If you decide to pursue genetic counseling, our compassionate, caring specialists will help you determine which tests are appropriate and whether the tests pose any risks to your baby.

Genetic Testing

The specialists at PinnacleHealth are experts at diagnosing and evaluating the risk of genetic conditions and birth defects. Some genetic disorders that can be diagnosed before birth include:

 

  • Down syndrome
  • Trisomy 18
  • Trisomy 13
  • Turner syndrome
  • Cystic fibrosis

 

  • Tay Sachs disease
  • Thalassemia
  • Sickle cell anemia
  • Spinal muscular atrophy
  • Fragile X syndrome

What to Consider

If you are considering genetic testing, it may be helpful to think about your responses to several questions, including:

  • How important is the reassurance of a negative or normal screening test?
  • If the results of a screening test are positive or worrisome, will you choose a more invasive diagnostic test that carries a risk to the pregnancy?
  • Would a firm diagnosis affect how you handle the pregnancy or prepare for the baby?
  • If you opt out of further testing, how will you handle the uncertainty about your baby’s health?

Types of Genetic Tests

Some prenatal tests, called screenings, only reveal the possibility of a problem.
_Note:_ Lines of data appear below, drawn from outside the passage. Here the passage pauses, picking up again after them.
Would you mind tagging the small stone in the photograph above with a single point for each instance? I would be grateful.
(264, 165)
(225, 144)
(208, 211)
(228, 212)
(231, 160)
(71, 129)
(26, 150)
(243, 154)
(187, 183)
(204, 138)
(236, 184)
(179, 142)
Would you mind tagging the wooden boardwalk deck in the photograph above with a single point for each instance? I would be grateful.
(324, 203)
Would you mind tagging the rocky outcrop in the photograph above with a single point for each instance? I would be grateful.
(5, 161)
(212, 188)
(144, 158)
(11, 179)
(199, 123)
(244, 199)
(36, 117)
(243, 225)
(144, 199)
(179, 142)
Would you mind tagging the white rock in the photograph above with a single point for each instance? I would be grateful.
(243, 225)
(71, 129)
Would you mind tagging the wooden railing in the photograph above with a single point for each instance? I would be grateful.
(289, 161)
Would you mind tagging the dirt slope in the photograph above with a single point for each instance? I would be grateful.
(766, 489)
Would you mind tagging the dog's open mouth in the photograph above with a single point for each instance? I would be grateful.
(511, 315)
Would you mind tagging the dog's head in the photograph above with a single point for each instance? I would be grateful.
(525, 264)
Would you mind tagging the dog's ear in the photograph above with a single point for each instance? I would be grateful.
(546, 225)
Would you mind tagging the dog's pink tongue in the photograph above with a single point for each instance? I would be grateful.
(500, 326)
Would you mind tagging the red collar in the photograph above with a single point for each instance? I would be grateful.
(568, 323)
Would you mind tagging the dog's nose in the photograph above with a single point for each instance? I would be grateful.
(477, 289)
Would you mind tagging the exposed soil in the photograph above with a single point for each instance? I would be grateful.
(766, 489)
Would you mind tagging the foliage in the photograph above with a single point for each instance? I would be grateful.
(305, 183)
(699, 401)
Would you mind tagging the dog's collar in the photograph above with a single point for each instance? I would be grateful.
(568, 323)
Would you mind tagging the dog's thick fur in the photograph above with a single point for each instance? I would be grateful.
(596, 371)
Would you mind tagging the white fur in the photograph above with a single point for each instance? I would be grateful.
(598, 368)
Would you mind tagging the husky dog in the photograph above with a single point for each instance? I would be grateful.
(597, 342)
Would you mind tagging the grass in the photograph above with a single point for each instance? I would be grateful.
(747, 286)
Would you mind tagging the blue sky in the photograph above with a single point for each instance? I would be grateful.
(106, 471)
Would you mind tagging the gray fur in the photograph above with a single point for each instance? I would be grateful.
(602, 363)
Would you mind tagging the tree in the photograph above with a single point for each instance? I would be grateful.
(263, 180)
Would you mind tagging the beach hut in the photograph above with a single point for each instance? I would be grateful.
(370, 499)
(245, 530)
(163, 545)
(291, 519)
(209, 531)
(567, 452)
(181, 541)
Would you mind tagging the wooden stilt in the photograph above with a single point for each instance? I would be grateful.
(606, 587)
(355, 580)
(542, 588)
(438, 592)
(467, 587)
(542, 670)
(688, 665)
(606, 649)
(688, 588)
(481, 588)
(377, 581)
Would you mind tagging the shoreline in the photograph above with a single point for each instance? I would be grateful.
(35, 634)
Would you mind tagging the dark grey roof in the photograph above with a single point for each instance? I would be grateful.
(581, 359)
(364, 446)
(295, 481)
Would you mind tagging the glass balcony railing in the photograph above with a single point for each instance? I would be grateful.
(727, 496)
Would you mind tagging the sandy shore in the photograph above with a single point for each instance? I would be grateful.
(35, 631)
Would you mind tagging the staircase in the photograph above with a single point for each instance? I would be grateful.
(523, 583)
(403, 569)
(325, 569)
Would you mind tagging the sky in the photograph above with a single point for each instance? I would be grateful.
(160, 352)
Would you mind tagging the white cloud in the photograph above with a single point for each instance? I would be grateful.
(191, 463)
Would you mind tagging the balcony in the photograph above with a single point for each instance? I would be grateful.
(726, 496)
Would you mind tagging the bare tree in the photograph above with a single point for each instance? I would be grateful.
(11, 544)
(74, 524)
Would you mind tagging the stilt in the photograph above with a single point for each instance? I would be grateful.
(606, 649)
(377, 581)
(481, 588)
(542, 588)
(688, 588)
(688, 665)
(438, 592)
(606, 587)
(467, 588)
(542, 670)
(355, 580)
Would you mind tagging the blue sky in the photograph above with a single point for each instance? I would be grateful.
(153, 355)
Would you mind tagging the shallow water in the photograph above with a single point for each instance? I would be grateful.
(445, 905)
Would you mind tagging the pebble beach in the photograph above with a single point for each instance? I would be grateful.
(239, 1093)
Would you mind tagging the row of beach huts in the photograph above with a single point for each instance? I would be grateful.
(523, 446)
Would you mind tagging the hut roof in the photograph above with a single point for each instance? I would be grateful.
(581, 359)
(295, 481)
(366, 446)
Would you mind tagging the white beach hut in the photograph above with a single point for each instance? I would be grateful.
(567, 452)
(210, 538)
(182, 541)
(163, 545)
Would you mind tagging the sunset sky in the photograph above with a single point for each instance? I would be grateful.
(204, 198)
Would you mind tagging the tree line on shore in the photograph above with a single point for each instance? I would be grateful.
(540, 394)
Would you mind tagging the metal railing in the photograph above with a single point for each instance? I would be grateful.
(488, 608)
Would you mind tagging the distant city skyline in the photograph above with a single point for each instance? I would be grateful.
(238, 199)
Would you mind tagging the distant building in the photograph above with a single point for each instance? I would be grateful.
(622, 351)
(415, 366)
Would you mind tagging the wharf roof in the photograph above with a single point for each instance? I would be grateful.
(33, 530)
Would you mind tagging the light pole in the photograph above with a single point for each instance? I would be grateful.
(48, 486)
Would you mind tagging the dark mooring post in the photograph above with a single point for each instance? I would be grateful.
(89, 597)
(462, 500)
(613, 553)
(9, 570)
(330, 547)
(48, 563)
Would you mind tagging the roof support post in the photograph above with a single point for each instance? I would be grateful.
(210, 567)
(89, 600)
Other tests are diagnostic, meaning that they can determine—to a certain degree—whether your baby has a specific problem or condition. Common genetic tests include:

Chromosomal Screening

  • First Trimester Screening. A maternal blood test and ultrasound is done to screen for Down syndrome, Trisomy 18 and Trisomy 13.
  • Non-Invasive Prenatal Testing (NIPT). The amount of cell-free DNA in your blood is measured to see if your baby may have Down syndrome and other chromosomal conditions.
  • Quad Screen. The levels of four hormones in your blood are checked in the second trimester to see if your baby is at risk for Down syndrome, Trisomy 18, and open neural tube defects.

Genetic carrier screenings

  • High-risk ethnic group screening. Genetic carrier screening may be given to parents if they are part of an ethnic group that is at a high risk of developing certain genetic conditions. Screenings determine if one or both parents is a carrier of a genetic disease, such as sickle cell anemia or Tay Sachs disease.
  • General population screening. These tests help determine if one or both parents is a carrier of any genetic diseases common in the general population, such as Fragile X syndrome or cystic fibrosis.
  • Family history screening. If you or your partner have a family history of a genetic condition, our specialists can conduct screenings to determine if one or both parents is a carrier.

Diagnostic Testing

  • Chorionic villus sampling (CVS). Some cells from your placenta are removed at the point where it attaches to your uterine wall to diagnose chromosomal abnormalities and other inherited disorders.
  • Amniocentesis. A small quantity of fluid is removed from the amniotic sac surrounding your baby to diagnose certain birth defects, genetic conditions or infections.
  • Percutaneous umbilical blood sampling. A small sample of your baby’s blood is drawn from the umbilical cord to detect certain blood conditions or infections.

Other Screenings

  • Alpha-fetoprotein (AFP). The level of AFP in your blood is checked to see if your baby has spina bifida or anencephaly.